Par un acte sous seing privé du 26 septembre 2016, le contrat a été renouvelé pour une durée d’un an. À l’expiration de ce renouvellement, la locataire est demeurée dans les lieux sans opposition du bailleur, de sorte que, depuis le 31 août 2017, le bail est soumis de plein droit au statut des baux commerciaux régi par les articles L. 145-1 et suivants du code de commerce.
Suivant acte reçu par Maître [W] [E] du 21 décembre 2022, M. [V] [H] a acquis la moitié en pleine propriété du local objet du bail, cependant qu’il était déjà propriétaire de l’autre moitié, de sorte qu’il a la propriété de la totalité du bien à compter rétroactivement du jour de la constitution de l’indivision, soit le 14 février 2015.
Le 30 juillet 2025, à la suite d’impayés, M. [V] [H] a fait signifier à la société Micro 59 un commandement de payer les loyers visant la clause résolutoire figurant dans le bail.
Le 31 octobre 2025, M. [V] [H] a assigné la société Micro 59 devant le président du tribunal judiciaire de Lille, statuant en référé, en constat d’acquisition de la clause résolutoire et paiement de provisions.
L’affaire, enregistrée sous le n°RG 25/1691, a été appelée à l’audience du 16 décembre 2025 et a fait l’objet d’une radiation.
Par conclusions notifiées par voie électronique le 30 janvier 2026, M. [V] [H] a demandé la réinscription de l’affaire au rôle.
L’affaire, enregistrée sous le n°RG 26/223, a été appelée et retenue à l’audience du 24 mars 2026.
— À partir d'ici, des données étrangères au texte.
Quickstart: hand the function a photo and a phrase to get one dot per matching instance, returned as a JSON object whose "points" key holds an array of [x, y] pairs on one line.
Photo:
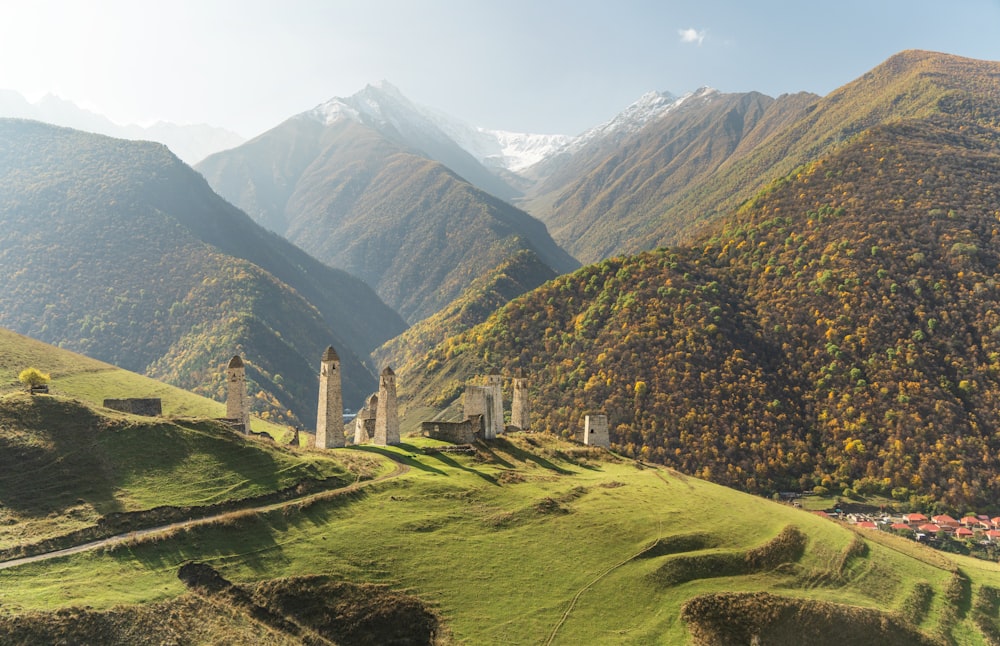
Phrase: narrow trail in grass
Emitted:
{"points": [[602, 575], [400, 469], [572, 604]]}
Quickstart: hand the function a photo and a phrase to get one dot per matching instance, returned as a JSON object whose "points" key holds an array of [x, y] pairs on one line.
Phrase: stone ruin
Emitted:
{"points": [[237, 398], [386, 412], [483, 411], [378, 422], [148, 407], [330, 414], [364, 421], [595, 431]]}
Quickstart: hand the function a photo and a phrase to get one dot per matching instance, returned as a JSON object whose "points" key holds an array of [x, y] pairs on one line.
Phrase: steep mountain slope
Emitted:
{"points": [[118, 250], [842, 333], [605, 194], [515, 276], [355, 198], [699, 161]]}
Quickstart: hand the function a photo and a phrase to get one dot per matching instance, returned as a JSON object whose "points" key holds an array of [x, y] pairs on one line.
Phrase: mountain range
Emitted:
{"points": [[370, 186], [838, 330], [119, 250], [190, 142]]}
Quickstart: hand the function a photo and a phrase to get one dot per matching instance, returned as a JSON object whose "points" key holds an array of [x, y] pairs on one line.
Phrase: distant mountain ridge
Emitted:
{"points": [[838, 329], [192, 142], [361, 185], [118, 250]]}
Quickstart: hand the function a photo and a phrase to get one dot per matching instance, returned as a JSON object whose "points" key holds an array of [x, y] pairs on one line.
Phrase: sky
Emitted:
{"points": [[540, 66]]}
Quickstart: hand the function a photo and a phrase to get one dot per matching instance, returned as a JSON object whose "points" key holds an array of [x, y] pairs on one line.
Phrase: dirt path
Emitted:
{"points": [[206, 520]]}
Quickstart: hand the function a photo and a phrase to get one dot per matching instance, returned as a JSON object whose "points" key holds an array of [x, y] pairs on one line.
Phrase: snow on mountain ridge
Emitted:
{"points": [[496, 149]]}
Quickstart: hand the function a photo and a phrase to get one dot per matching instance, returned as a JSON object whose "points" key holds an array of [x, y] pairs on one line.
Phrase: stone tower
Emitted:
{"points": [[364, 423], [386, 414], [330, 415], [237, 399], [520, 412], [595, 431], [495, 386]]}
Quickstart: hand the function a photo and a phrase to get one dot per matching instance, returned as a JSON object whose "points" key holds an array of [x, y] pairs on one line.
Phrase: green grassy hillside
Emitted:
{"points": [[531, 540]]}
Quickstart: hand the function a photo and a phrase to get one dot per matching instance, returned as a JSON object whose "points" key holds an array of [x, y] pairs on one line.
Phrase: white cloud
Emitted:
{"points": [[692, 35]]}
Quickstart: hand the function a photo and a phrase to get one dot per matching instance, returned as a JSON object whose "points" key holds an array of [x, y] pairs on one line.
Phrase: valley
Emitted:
{"points": [[763, 297]]}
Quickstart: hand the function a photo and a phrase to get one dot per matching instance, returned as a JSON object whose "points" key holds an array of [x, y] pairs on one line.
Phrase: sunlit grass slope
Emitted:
{"points": [[93, 381], [531, 540], [66, 465]]}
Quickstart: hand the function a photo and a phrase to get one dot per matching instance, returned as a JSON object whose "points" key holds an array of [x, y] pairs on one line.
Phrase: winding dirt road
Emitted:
{"points": [[206, 520]]}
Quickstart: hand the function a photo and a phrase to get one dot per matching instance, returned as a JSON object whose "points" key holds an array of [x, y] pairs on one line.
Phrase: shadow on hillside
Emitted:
{"points": [[409, 460], [517, 453], [244, 539], [451, 462], [52, 458]]}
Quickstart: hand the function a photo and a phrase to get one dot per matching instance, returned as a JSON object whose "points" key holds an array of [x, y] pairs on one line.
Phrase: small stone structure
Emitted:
{"points": [[487, 402], [330, 413], [364, 422], [520, 412], [464, 432], [237, 399], [595, 431], [149, 407], [387, 412]]}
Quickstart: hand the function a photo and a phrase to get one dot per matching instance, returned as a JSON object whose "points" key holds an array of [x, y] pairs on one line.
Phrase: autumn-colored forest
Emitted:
{"points": [[841, 331]]}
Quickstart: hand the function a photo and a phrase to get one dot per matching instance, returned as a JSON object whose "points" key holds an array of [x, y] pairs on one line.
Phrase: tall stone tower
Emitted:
{"points": [[387, 414], [330, 415], [364, 423], [520, 412], [237, 399], [495, 386]]}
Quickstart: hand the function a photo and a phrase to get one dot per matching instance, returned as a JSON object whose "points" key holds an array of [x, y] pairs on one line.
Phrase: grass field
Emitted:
{"points": [[533, 539], [529, 540]]}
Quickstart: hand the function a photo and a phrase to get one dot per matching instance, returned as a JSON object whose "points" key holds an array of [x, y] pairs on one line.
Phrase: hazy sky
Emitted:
{"points": [[550, 66]]}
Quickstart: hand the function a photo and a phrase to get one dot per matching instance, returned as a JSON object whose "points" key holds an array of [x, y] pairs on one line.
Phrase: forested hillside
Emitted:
{"points": [[673, 181], [118, 250], [358, 200], [843, 331]]}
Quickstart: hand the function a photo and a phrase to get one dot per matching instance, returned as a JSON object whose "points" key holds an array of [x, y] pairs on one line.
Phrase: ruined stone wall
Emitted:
{"points": [[330, 412], [520, 412], [480, 401], [595, 431], [150, 407], [387, 413], [237, 398], [455, 432]]}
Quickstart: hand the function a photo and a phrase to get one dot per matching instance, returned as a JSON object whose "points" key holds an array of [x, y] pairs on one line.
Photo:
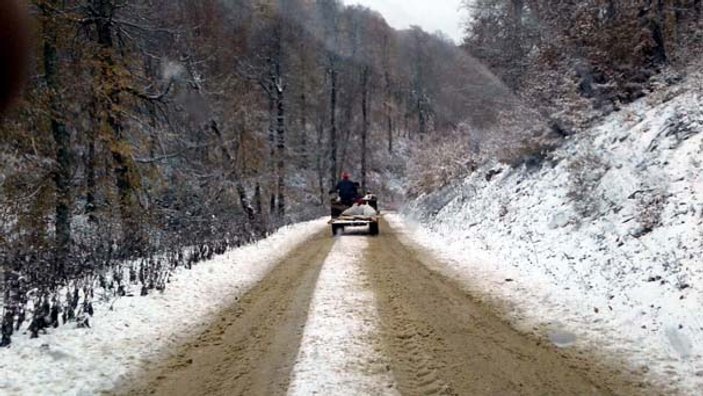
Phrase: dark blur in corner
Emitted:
{"points": [[14, 50]]}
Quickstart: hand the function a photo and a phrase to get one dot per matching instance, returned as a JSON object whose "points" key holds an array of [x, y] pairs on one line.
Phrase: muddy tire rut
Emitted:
{"points": [[441, 341], [436, 338], [251, 347]]}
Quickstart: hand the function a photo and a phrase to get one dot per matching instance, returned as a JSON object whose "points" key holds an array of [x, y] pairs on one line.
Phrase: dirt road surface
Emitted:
{"points": [[437, 338]]}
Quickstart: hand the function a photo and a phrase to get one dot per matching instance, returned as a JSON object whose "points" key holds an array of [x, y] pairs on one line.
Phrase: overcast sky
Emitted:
{"points": [[431, 15]]}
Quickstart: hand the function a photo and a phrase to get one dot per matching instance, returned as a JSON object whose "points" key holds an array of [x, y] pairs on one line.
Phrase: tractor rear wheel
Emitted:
{"points": [[373, 229]]}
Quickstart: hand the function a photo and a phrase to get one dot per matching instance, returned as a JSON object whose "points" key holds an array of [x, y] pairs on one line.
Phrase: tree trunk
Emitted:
{"points": [[104, 12], [272, 151], [281, 147], [304, 130], [62, 140], [365, 124], [318, 160], [333, 129]]}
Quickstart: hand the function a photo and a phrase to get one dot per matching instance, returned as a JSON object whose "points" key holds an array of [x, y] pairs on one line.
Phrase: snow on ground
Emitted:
{"points": [[339, 354], [600, 246], [71, 361]]}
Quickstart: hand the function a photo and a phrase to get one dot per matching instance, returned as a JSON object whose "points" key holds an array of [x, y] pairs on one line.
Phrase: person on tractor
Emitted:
{"points": [[347, 190]]}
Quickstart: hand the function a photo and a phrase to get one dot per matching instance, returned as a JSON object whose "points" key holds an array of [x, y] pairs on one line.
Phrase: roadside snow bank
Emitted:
{"points": [[603, 242], [339, 354], [71, 361]]}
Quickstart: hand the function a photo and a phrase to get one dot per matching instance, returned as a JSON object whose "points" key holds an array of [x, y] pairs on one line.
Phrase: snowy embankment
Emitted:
{"points": [[339, 353], [601, 246], [70, 361]]}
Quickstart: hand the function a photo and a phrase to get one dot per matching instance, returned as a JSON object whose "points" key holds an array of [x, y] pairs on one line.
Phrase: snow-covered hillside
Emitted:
{"points": [[601, 244]]}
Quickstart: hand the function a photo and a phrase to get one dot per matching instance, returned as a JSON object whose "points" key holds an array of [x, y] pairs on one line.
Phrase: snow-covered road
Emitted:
{"points": [[305, 313]]}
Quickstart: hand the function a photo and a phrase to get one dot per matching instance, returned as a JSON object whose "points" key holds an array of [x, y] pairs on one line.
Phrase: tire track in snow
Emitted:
{"points": [[341, 353]]}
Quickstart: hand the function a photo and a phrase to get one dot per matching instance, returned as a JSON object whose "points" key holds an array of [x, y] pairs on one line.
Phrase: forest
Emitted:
{"points": [[153, 135]]}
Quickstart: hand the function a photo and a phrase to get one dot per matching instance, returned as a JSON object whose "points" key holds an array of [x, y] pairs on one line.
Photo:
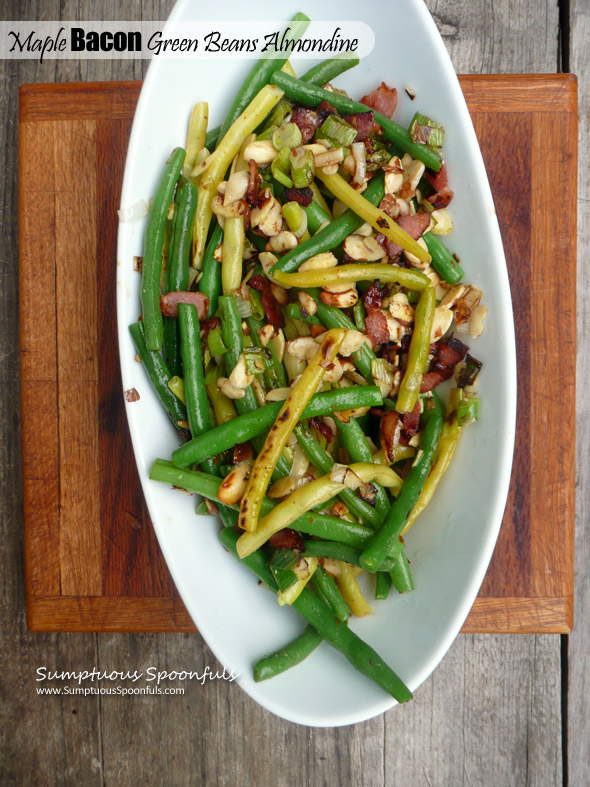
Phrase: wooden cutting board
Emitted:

Par conclusions déposées à l’audience et soutenues oralement, M. [V] [H], représenté par son avocat, demande de :
— le dire et juger recevable et bien fondée en ses demandes et y faire droit,
— prononcer la réinscription de la présente affaire référencée sous le numéro RG 25/01691,
— prononcer l’acquisition de la clause résolutoire insérée au terme du contrat de bail en date du 23 juillet 2015 conclu entre les parties sis, [Adresse 3] et au besoin la résiliation dudit bail,
En conséquence,
— ordonner l’expulsion de la défenderesse et tous occupants de son chef à savoir la société Micro 59, société par actions simplifiée, au capital de 500,00 €, immatriculée au Registre du Commerce et des Sociétés de Lille Métropole sous le numéro 813 092 798, dont le siège social est situé [Adresse 4], prise en la personne de son représentant légal domicilié en cette qualité audit siège,
— ordonner la séquestration de ses objets mobiliers en la forme accoutumée, conformément aux dispositions des articles L. 433-1 et suivants du code des procédures civiles d’exécution à peine d’une astreinte de 200 euros par jour de retard à compter de la décision à intervenir,
— condamner la société Micro 59, à titre provisionnel, au paiement de la somme de 11 950 euros outre intérêts au taux légal, au titre des loyers et charges échus et impayés,
— condamner la société Micro 59, à titre provisionnel au paiement d’une somme de 1 228,40 euros à titre de clause pénale correspondant à 10 % du montant total des sommes dues conformément aux dispositions du bail en date du 23 juillet 2015,
— condamner la société Micro 59, à titre provisionnel au paiement de la somme de 334 euros au titre de la taxe foncière 2025 ;
— condamner la société Micro 59 à une indemnité d’occupation à hauteur de 550 euros par mois à compter de la résiliation du bail jusqu’à la parfaite libération des lieux et la restitution des clés, outres les charges dues,
— condamner la société Micro 59, à payer la somme de 2 500 euros sur le fondement de l’article 700 du code de procédure civile,
— condamner la société Micro 59 aux entiers frais et dépens représentés par la présente procédure ainsi qu’à l’intégralité des frais d’huissiers engagés.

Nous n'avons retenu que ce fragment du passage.